Renowned Upper Hutt kapa haka group Māwai Hakona in Rotorua after winning the national Polynesian Festival (the forerunner of Te Matatini), held there in 1973.
Upper Hutt Libraries Community Archives
The influx of new arrivals to Upper Hutt in the 1950s and ‘60s included Māori from rural areas, part of the post-war wave of Māori urban migration. Some came here because of a Department of Māori Affairs apprenticeship scheme based at Trentham Camp. Concerned about the prospect of these young Māori becoming detached from their cultural roots, the recently established Upper Hutt Branch of the Māori Women's Welfare League looked for ways of providing these recent migrants with access to Māoritanga.

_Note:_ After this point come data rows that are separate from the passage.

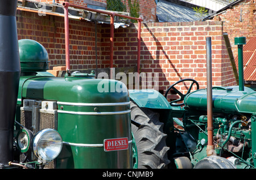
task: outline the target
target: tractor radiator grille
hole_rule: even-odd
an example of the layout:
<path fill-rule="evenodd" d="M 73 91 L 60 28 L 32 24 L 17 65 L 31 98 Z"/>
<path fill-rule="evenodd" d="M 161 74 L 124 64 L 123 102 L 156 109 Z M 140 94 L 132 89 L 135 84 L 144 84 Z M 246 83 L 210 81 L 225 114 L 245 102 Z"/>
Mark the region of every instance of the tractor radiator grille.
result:
<path fill-rule="evenodd" d="M 56 102 L 24 100 L 23 104 L 24 106 L 20 108 L 20 124 L 22 126 L 31 130 L 34 134 L 44 128 L 57 129 Z M 35 157 L 31 151 L 28 151 L 26 155 L 23 153 L 20 155 L 20 161 L 23 162 L 26 156 L 27 158 L 35 160 Z M 54 168 L 54 161 L 44 166 L 47 169 Z"/>

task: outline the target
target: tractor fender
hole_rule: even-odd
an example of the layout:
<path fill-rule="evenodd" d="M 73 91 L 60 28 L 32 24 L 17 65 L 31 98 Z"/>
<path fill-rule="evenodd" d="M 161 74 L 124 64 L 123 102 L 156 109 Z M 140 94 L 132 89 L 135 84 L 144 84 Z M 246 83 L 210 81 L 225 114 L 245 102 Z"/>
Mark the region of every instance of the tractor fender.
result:
<path fill-rule="evenodd" d="M 170 102 L 158 91 L 154 89 L 129 90 L 130 100 L 139 108 L 170 109 Z"/>

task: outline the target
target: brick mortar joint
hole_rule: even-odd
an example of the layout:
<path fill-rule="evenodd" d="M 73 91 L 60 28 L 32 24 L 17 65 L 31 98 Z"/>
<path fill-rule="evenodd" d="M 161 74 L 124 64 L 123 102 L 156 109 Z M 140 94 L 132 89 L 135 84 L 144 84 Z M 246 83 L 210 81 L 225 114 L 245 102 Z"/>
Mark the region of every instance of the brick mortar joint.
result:
<path fill-rule="evenodd" d="M 146 24 L 145 25 L 145 24 Z M 138 27 L 138 24 L 134 24 L 135 27 Z M 205 26 L 205 25 L 221 25 L 223 26 L 222 21 L 205 21 L 205 22 L 163 22 L 163 23 L 142 23 L 142 26 L 144 27 L 184 27 L 184 26 Z"/>

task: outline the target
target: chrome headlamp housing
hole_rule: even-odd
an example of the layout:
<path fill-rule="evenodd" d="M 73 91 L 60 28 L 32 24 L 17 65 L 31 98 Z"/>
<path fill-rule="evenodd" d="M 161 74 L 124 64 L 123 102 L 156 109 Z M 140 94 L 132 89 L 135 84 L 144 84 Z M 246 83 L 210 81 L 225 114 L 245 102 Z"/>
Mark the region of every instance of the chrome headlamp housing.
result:
<path fill-rule="evenodd" d="M 31 141 L 32 152 L 43 162 L 49 162 L 56 158 L 61 151 L 62 145 L 61 136 L 51 128 L 38 132 Z"/>

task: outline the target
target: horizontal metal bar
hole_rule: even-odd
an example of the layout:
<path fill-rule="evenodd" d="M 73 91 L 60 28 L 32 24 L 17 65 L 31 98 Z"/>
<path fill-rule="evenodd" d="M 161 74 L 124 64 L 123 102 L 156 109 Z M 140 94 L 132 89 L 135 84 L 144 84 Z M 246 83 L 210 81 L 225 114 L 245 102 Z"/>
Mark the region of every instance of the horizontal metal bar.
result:
<path fill-rule="evenodd" d="M 130 144 L 132 142 L 133 142 L 133 140 L 131 140 L 128 142 L 128 143 Z M 77 146 L 77 147 L 90 147 L 90 148 L 104 146 L 104 145 L 103 144 L 80 144 L 80 143 L 68 143 L 68 142 L 63 142 L 63 144 L 66 144 L 66 145 L 73 145 L 73 146 Z"/>
<path fill-rule="evenodd" d="M 116 115 L 127 114 L 130 113 L 130 110 L 114 112 L 77 112 L 66 110 L 58 110 L 58 113 L 66 113 L 76 115 Z"/>
<path fill-rule="evenodd" d="M 75 106 L 126 106 L 130 105 L 130 102 L 116 102 L 116 103 L 81 103 L 81 102 L 68 102 L 57 101 L 57 104 Z"/>

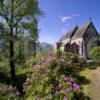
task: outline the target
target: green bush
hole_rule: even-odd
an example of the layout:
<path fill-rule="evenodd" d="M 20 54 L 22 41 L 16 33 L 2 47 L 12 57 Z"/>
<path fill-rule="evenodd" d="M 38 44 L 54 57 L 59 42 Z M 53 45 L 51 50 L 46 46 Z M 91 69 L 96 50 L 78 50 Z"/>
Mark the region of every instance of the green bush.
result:
<path fill-rule="evenodd" d="M 94 47 L 90 52 L 93 60 L 100 60 L 100 46 Z"/>
<path fill-rule="evenodd" d="M 71 100 L 74 93 L 78 92 L 80 85 L 77 79 L 73 78 L 73 66 L 79 64 L 67 64 L 65 58 L 58 58 L 48 54 L 33 67 L 33 74 L 24 83 L 26 100 L 30 98 L 41 100 Z M 65 62 L 65 63 L 64 63 Z M 78 69 L 79 71 L 79 69 Z M 68 75 L 68 72 L 71 74 Z"/>

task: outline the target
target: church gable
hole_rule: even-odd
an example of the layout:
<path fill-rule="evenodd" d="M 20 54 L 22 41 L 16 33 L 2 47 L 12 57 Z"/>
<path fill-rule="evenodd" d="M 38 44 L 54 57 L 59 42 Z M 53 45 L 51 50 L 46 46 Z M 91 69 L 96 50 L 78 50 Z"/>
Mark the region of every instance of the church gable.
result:
<path fill-rule="evenodd" d="M 83 35 L 83 38 L 84 40 L 91 40 L 93 38 L 97 38 L 98 37 L 98 32 L 94 26 L 94 24 L 92 23 L 92 21 L 90 22 L 90 24 L 88 25 L 84 35 Z"/>

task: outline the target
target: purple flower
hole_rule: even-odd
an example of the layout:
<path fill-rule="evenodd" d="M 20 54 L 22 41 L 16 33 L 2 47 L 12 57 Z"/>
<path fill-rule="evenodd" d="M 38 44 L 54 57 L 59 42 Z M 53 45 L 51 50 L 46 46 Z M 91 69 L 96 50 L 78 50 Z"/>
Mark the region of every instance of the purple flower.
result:
<path fill-rule="evenodd" d="M 74 90 L 74 91 L 77 91 L 77 90 L 79 90 L 79 89 L 80 89 L 80 85 L 74 83 L 74 84 L 73 84 L 73 90 Z"/>
<path fill-rule="evenodd" d="M 64 96 L 64 100 L 68 100 L 68 97 L 67 96 Z"/>
<path fill-rule="evenodd" d="M 16 96 L 19 96 L 19 95 L 20 95 L 19 91 L 16 91 Z"/>

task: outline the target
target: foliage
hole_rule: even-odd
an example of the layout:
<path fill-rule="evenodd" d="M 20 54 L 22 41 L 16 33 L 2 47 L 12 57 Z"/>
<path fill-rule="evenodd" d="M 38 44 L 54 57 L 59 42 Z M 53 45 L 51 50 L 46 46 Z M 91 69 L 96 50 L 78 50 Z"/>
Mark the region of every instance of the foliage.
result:
<path fill-rule="evenodd" d="M 91 58 L 94 60 L 100 60 L 100 46 L 94 47 L 91 50 Z"/>
<path fill-rule="evenodd" d="M 80 90 L 72 73 L 79 72 L 78 64 L 66 63 L 64 56 L 48 54 L 33 66 L 33 74 L 24 83 L 25 98 L 41 100 L 71 100 Z M 79 65 L 80 66 L 80 65 Z"/>
<path fill-rule="evenodd" d="M 27 35 L 36 43 L 38 38 L 38 19 L 41 15 L 37 0 L 0 0 L 0 17 L 4 21 L 0 21 L 0 28 L 4 42 L 8 43 L 8 57 L 11 78 L 16 83 L 15 62 L 20 62 L 19 58 L 24 59 L 22 50 L 15 55 L 16 40 L 20 40 L 20 36 Z M 34 47 L 35 50 L 36 46 Z M 17 60 L 16 60 L 17 59 Z"/>

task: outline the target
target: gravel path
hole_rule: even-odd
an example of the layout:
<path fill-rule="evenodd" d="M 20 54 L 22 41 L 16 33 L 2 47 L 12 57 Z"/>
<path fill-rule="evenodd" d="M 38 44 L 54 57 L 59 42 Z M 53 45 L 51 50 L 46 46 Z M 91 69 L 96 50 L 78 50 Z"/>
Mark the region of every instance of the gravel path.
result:
<path fill-rule="evenodd" d="M 92 70 L 94 73 L 91 89 L 91 100 L 100 100 L 100 71 Z"/>

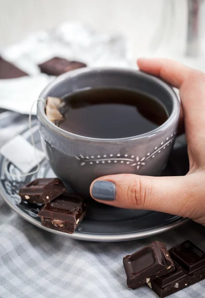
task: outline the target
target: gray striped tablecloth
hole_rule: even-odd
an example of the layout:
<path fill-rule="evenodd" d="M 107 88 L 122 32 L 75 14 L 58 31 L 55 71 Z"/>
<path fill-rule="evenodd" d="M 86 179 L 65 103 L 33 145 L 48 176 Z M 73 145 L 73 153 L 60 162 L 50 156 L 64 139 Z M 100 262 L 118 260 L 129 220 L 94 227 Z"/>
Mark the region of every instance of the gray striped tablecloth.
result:
<path fill-rule="evenodd" d="M 0 145 L 22 129 L 22 117 L 16 115 L 13 118 L 10 130 L 8 125 L 0 129 Z M 127 289 L 123 257 L 155 240 L 165 242 L 170 248 L 190 239 L 205 251 L 205 227 L 190 222 L 172 231 L 141 240 L 115 243 L 77 241 L 27 223 L 0 198 L 0 297 L 157 297 L 148 287 Z M 170 297 L 205 297 L 205 282 Z"/>

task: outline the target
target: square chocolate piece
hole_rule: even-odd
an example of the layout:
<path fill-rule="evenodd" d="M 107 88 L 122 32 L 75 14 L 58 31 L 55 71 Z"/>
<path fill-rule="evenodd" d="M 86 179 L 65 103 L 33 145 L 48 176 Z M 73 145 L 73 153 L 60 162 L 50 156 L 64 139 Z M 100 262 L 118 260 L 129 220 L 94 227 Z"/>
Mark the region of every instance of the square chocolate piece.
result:
<path fill-rule="evenodd" d="M 163 298 L 205 279 L 205 253 L 190 241 L 169 250 L 175 269 L 148 285 Z"/>
<path fill-rule="evenodd" d="M 65 191 L 66 187 L 58 178 L 42 178 L 22 186 L 18 194 L 23 201 L 46 204 Z"/>
<path fill-rule="evenodd" d="M 0 57 L 0 79 L 16 78 L 28 74 Z"/>
<path fill-rule="evenodd" d="M 128 288 L 136 289 L 174 269 L 165 244 L 155 241 L 123 258 Z"/>
<path fill-rule="evenodd" d="M 169 251 L 172 259 L 188 273 L 205 266 L 205 253 L 190 241 L 186 241 Z"/>
<path fill-rule="evenodd" d="M 71 194 L 61 195 L 40 210 L 41 224 L 72 234 L 86 215 L 84 199 Z"/>
<path fill-rule="evenodd" d="M 41 73 L 56 76 L 86 66 L 86 64 L 82 62 L 69 61 L 66 59 L 58 57 L 54 57 L 38 65 Z"/>

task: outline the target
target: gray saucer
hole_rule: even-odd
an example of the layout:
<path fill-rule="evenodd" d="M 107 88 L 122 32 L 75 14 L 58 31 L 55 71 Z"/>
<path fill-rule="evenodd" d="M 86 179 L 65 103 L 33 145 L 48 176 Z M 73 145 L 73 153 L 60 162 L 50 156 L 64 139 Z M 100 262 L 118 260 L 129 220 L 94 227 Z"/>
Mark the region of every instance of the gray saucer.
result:
<path fill-rule="evenodd" d="M 36 147 L 41 149 L 40 135 L 37 126 L 33 128 Z M 30 134 L 22 134 L 30 141 Z M 186 148 L 182 147 L 177 140 L 164 176 L 185 175 L 189 169 Z M 41 164 L 37 174 L 20 177 L 20 172 L 15 166 L 0 156 L 0 192 L 8 205 L 20 216 L 39 227 L 50 232 L 75 239 L 90 241 L 125 241 L 148 237 L 179 226 L 188 220 L 158 212 L 121 209 L 100 204 L 88 199 L 87 216 L 77 230 L 73 234 L 42 226 L 37 214 L 40 206 L 21 203 L 18 192 L 22 184 L 28 183 L 36 177 L 51 177 L 55 175 L 47 160 Z M 14 177 L 14 174 L 15 177 Z M 16 179 L 16 175 L 19 175 Z"/>

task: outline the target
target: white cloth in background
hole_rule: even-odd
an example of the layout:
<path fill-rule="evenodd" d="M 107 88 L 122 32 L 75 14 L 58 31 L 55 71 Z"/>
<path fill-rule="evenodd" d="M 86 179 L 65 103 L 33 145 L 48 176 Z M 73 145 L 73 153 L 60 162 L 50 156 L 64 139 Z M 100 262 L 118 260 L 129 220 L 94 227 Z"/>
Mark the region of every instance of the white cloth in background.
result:
<path fill-rule="evenodd" d="M 29 114 L 33 102 L 53 76 L 40 73 L 37 65 L 54 57 L 85 63 L 89 67 L 136 68 L 125 39 L 99 34 L 79 24 L 65 23 L 50 31 L 40 31 L 0 53 L 30 76 L 0 79 L 0 108 Z M 33 114 L 36 113 L 35 107 Z"/>

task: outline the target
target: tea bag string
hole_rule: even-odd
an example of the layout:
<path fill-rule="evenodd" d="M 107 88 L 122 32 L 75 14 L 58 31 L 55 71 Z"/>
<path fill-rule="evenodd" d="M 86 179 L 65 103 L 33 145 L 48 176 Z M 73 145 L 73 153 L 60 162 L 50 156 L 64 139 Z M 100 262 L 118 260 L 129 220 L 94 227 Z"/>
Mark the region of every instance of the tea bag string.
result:
<path fill-rule="evenodd" d="M 37 99 L 36 99 L 35 100 L 34 100 L 34 101 L 32 104 L 30 113 L 29 113 L 29 114 L 28 116 L 28 126 L 29 126 L 29 131 L 30 131 L 30 136 L 31 136 L 31 144 L 32 145 L 32 146 L 33 147 L 35 156 L 36 159 L 36 161 L 37 163 L 37 168 L 34 171 L 32 171 L 32 172 L 29 172 L 29 173 L 24 173 L 23 174 L 21 174 L 20 175 L 18 175 L 17 176 L 17 175 L 16 175 L 16 178 L 18 178 L 19 177 L 26 177 L 27 176 L 30 176 L 31 175 L 33 175 L 34 174 L 37 173 L 40 169 L 40 162 L 39 162 L 39 159 L 38 158 L 38 155 L 37 154 L 36 148 L 36 147 L 35 145 L 34 139 L 33 138 L 33 132 L 32 132 L 32 125 L 31 125 L 32 111 L 33 110 L 33 106 L 34 106 L 34 104 L 36 103 L 36 102 L 38 102 L 38 101 L 42 101 L 44 103 L 45 106 L 46 106 L 46 102 L 44 98 L 38 98 Z M 4 172 L 6 172 L 7 171 L 6 167 L 6 163 L 4 163 Z M 12 175 L 12 176 L 13 176 L 13 175 Z"/>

One outcome of this was the founding of kapa haka group Māwai Hakona. It was led by two longtime members of Wellington’s Ngāti Poneke cultural organisation, ‘Aunty’ Dovey Kotene-Horvath and Jock McEwen (the latter, while Pākehā, was a fluent speaker of Te Reo and a respected scholar of Māori culture, who served as Secretary of Māori Affairs between 1963 and 1975). Under their leadership Māwai Hakona was to go on to not only become an integral part of Upper Hutt’s civic and community events, but also to achieve national and international success.
After winning the highly contested national championships at the 1973 New Zealand Polynesian Festival (now known as Te Matatini), Māwai Hakona performed at that year’s opening of the Sydney Opera House, and later went on to successful tours of Europe and the Pacific. Committed to being inclusive, the club always counted significant numbers of local Pākehā and Pasifika peoples amongst their membership.
This broad cross-cultural support was also reflected in the campaign to establish a marae in Upper Hutt, in which Māwai Hakona played a major role. A long and successful fund-raising drive to support this project culminated in a procession through Main Street in 1970 attended by well over 15,000 people. This led to the opening, in 1976, Ōrongomai, a modern urban marae and centre for providing social services whose tikanga reflects its inclusive origins. Kaumatua Jock McEwen, a skilled carver, oversaw the construction of its whare whakairo (carved meeting houes), Kahukura, which was opened in 1989 and remains an important centrepiece of the Upper Hutt community.